所属:歩兵第65連隊本部通信班小行李・編成
階級:輜重特務兵(1938年1月一等兵に進級)
入手経緯:遺族より
日記の態様:縦約11.5センチ×横約7.5センチの「川崎汽船株式会社」の社名入り手帳。縦書き。以下略

12月17日 晴
 今日は南京入城式があるので各班は勤務者以外は参列する事にする。
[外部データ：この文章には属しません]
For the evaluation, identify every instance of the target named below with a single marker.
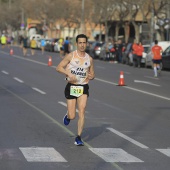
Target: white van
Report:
(148, 59)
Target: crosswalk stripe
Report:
(164, 151)
(39, 154)
(114, 155)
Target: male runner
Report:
(79, 69)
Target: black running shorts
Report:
(67, 90)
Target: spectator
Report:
(134, 52)
(9, 40)
(42, 44)
(119, 51)
(33, 45)
(66, 46)
(139, 53)
(3, 40)
(24, 45)
(156, 51)
(61, 46)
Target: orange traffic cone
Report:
(50, 61)
(11, 52)
(121, 80)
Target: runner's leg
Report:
(71, 106)
(81, 101)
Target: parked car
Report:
(39, 43)
(50, 44)
(95, 49)
(110, 55)
(166, 59)
(148, 59)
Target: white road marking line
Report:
(131, 88)
(100, 67)
(4, 72)
(38, 154)
(53, 120)
(114, 155)
(124, 72)
(128, 138)
(146, 82)
(19, 80)
(152, 77)
(38, 90)
(64, 104)
(164, 151)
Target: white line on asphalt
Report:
(4, 72)
(19, 80)
(114, 155)
(38, 90)
(54, 121)
(39, 154)
(146, 82)
(128, 138)
(125, 72)
(164, 151)
(152, 77)
(100, 67)
(131, 88)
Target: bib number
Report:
(76, 91)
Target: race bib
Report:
(76, 91)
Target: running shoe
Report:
(66, 120)
(78, 141)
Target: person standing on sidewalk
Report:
(78, 68)
(3, 40)
(24, 43)
(134, 52)
(42, 45)
(33, 45)
(156, 52)
(139, 53)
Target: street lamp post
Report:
(82, 24)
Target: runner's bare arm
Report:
(62, 65)
(91, 73)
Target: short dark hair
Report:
(81, 36)
(156, 41)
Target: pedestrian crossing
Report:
(49, 154)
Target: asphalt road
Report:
(126, 128)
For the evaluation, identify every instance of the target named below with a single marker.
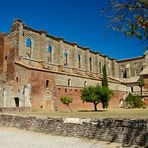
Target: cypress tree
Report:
(105, 79)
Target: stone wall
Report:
(124, 131)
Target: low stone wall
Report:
(15, 109)
(125, 131)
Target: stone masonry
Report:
(125, 131)
(36, 69)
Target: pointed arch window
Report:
(65, 57)
(100, 67)
(47, 83)
(69, 82)
(85, 84)
(90, 64)
(79, 61)
(28, 42)
(50, 53)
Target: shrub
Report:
(134, 101)
(66, 100)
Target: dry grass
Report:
(100, 114)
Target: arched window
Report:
(47, 83)
(85, 84)
(100, 67)
(69, 82)
(28, 42)
(136, 72)
(123, 73)
(90, 64)
(49, 49)
(50, 53)
(79, 61)
(17, 79)
(65, 58)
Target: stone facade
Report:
(125, 131)
(36, 69)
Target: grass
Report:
(100, 114)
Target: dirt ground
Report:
(14, 138)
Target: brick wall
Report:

小行李では折半して自分と××、武田、岡本の三君が勤務する事にして残の諸君が午前8時出発する、午前中当番を残し馬糧を徴発して来る、我が飛行機十数機が入城式に参加して爆音勇ましく我等の上空を翼を並べて飛んで居る様は勇壮だ、今日は旧の油しめ15日だとて乗馬の××××君と合して5人で砂糖小豆をしてたべながら「内地に居るとなあー」と焚き火を囲んで雑談に耽る、我等も近々に揚子江対岸にあがり10余里行軍して守備につくらしい話し向きがある、避難民の有様を見たが実に哀な状態だ、どんな事をしても敗残国になりたくないものと思った、夕刻補充部隊が150名到着した、×の安藤房雄君や橋本佐武郎君に会ひ金吉君の消息なども聴く、残留部隊になつて居るそうだ。

12月18日 曇、寒
 午前零時敗残兵の死体かたづけに出動の命令が出る、小行李全部が出発する、途中死屍累々として其の数を知れぬ敵兵の中を行く、吹いて来る一陣の風もなまぐさく何んとなく殺気だつて居る、揚子江岸で捕虜○○○名銃殺する、昨日まで月光コウコウとして居つたのが今夜は曇り、薄明い位、霧のような雨がチラチラ降つてきた、寒い北風が耳を切るようだ、捕虜銃殺に行つた十二中隊の戦友が流弾に腹部を貫通され死に近い断末魔のうめき声が身を切る様に聞え悲哀の情がみなぎる午前3時帰営、就寝、朝はゆつくり起床、朝の礼拝をして朝食用意をして××、岡本、××の三君と南京見学に行く、都市を囲んで居る城壁の構造の広大なるのに一驚する、城壁の高さ約3丈乃至4丈幅約14、5間南京市内も焼け又は破壊され見るかげもない惨憺たる有様だ、敵兵の死体やら武装解除された品々が路傍に沢山ある、帰途は夕刻近く9時就寝する。
〔欄外記事〕銃殺捕虜の死体処理(18日0時)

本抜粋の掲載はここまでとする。